On Thursday this week, Say appeared at his scheduled court date in Istanbul to defend himself. He denied the charges, and the case was adjourned until February.
Over the last decade, many other artists and intellectuals have also been charged with insulting either Islam or Turkey itself, including Nobel Literature Prize winner Orhan Pamuk, archaeologist Muazzez İlmiye Çığ, and novelists Elif Şafak and Nedim Gürsel. None was ultimately convicted of a crime, and it is likewise unlikely that Say will serve time behind bars.
But the case is still of monumental importance. That a world-renowned pianist could be indicted for joking about Islam is worrisome to the country’s many secularists, and this gets to the heart of Turkey’s central dichotomy.

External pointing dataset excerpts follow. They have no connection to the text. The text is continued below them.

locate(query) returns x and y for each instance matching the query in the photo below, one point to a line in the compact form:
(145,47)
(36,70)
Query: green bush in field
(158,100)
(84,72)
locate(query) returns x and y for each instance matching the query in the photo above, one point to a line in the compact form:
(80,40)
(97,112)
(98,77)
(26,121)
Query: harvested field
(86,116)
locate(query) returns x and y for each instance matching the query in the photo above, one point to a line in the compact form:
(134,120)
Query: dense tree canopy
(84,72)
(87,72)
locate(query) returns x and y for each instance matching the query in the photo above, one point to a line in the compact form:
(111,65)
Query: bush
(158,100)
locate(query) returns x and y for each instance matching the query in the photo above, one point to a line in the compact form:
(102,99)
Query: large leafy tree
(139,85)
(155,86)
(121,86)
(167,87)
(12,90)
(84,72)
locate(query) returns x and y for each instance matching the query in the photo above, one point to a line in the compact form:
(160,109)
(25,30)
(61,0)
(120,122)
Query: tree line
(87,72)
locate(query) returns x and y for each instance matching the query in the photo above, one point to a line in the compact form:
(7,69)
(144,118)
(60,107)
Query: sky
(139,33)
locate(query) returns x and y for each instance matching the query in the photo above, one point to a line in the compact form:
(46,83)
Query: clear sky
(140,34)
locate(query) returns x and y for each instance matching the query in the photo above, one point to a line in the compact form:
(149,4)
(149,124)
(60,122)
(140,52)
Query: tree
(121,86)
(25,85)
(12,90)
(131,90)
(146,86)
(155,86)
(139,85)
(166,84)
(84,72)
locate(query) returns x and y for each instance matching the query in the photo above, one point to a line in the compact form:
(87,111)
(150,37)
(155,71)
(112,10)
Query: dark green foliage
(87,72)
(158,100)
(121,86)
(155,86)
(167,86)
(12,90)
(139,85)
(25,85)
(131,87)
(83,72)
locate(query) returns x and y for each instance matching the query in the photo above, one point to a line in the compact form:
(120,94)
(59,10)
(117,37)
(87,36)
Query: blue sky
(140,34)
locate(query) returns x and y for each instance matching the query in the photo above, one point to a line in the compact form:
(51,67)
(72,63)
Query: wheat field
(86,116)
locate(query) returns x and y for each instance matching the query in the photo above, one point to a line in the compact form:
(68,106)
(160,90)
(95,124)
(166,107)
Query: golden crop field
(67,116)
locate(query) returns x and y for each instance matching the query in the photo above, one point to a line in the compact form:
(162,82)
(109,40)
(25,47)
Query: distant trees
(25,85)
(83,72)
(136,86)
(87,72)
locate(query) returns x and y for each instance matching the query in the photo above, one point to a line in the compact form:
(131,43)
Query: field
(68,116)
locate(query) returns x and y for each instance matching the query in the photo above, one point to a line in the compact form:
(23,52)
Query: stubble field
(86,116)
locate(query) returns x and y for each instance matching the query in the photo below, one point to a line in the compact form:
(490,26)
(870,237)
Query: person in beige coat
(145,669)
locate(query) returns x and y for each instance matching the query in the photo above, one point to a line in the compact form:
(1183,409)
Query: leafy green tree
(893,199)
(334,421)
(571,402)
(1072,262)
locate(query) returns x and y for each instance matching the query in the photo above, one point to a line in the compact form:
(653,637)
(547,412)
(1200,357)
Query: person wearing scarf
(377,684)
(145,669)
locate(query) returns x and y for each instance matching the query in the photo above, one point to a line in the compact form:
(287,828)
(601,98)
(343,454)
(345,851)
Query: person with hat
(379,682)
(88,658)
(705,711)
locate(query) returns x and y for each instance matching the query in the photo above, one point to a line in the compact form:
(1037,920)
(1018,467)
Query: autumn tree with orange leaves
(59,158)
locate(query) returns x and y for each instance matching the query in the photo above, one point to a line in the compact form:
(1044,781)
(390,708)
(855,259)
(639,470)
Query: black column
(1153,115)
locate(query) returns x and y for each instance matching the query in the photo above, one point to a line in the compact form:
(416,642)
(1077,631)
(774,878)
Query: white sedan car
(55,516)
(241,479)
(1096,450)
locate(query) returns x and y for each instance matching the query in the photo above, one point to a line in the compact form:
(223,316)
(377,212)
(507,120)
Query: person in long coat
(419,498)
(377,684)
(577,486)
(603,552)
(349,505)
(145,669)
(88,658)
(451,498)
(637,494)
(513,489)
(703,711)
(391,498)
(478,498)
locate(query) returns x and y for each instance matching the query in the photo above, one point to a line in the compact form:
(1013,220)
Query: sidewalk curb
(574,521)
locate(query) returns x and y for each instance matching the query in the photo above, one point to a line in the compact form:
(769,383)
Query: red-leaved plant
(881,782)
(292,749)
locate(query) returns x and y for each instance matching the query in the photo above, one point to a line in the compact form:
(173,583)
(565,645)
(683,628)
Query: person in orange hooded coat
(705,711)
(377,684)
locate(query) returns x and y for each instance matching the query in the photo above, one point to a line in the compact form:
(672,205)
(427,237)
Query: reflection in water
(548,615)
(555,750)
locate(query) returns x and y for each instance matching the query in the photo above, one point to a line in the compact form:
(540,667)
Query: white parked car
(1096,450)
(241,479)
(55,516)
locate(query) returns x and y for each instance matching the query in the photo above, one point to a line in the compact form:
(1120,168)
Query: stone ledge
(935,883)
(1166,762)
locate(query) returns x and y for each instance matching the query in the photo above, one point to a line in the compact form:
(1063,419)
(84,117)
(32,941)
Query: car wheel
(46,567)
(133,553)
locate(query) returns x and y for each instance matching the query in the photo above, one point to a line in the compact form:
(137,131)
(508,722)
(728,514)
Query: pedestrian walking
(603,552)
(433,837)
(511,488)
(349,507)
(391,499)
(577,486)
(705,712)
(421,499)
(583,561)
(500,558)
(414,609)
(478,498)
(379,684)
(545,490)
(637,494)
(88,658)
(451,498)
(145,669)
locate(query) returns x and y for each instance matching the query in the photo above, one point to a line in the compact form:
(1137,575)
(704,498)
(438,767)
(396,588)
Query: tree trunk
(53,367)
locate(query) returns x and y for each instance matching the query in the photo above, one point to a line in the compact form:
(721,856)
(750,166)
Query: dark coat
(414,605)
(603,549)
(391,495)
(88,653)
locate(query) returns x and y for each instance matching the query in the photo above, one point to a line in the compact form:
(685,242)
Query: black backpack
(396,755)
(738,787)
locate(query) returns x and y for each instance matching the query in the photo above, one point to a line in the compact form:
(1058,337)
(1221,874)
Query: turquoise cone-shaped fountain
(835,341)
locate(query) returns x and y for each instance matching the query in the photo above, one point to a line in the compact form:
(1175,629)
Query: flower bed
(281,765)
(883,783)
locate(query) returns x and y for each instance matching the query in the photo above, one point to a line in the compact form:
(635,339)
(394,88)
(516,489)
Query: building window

Say is a vocal critic of the increasingly Islamist government in Turkey, and a great many Turks stand behind him. For this country of 74 million, which straddles East and West both culturally and geographically, a serious self-discovery is under way.
The country has had no official religion since 1923, when Mustafa Kemal (who gave himself the title Atatürk, or Father Turk) led a secularist revolution in the crumbling Ottoman Empire and founded the Turkish Republic.
But secularism has been on the decline since 2002, when the "moderate Islamist" Justice and Development Party, led by Prime Minister Recep Tayyip Erdoğan, took control of the government. Since then, a domestic power struggle between secularists and religious conservatives has engendered societal schizophrenia.
Atatürk remains an object of reverence; his framed portrait is ubiquitous in cities like Ankara, the capital; and Istanbul, the cosmopolitan city where atheists live side-by-side with religious Muslims, and Christians and Jews, amid towering skyscrapers and beautiful ancient mosques. But strict religious conservatism is still common in rural areas, where many communities are governed according to Islamic codes.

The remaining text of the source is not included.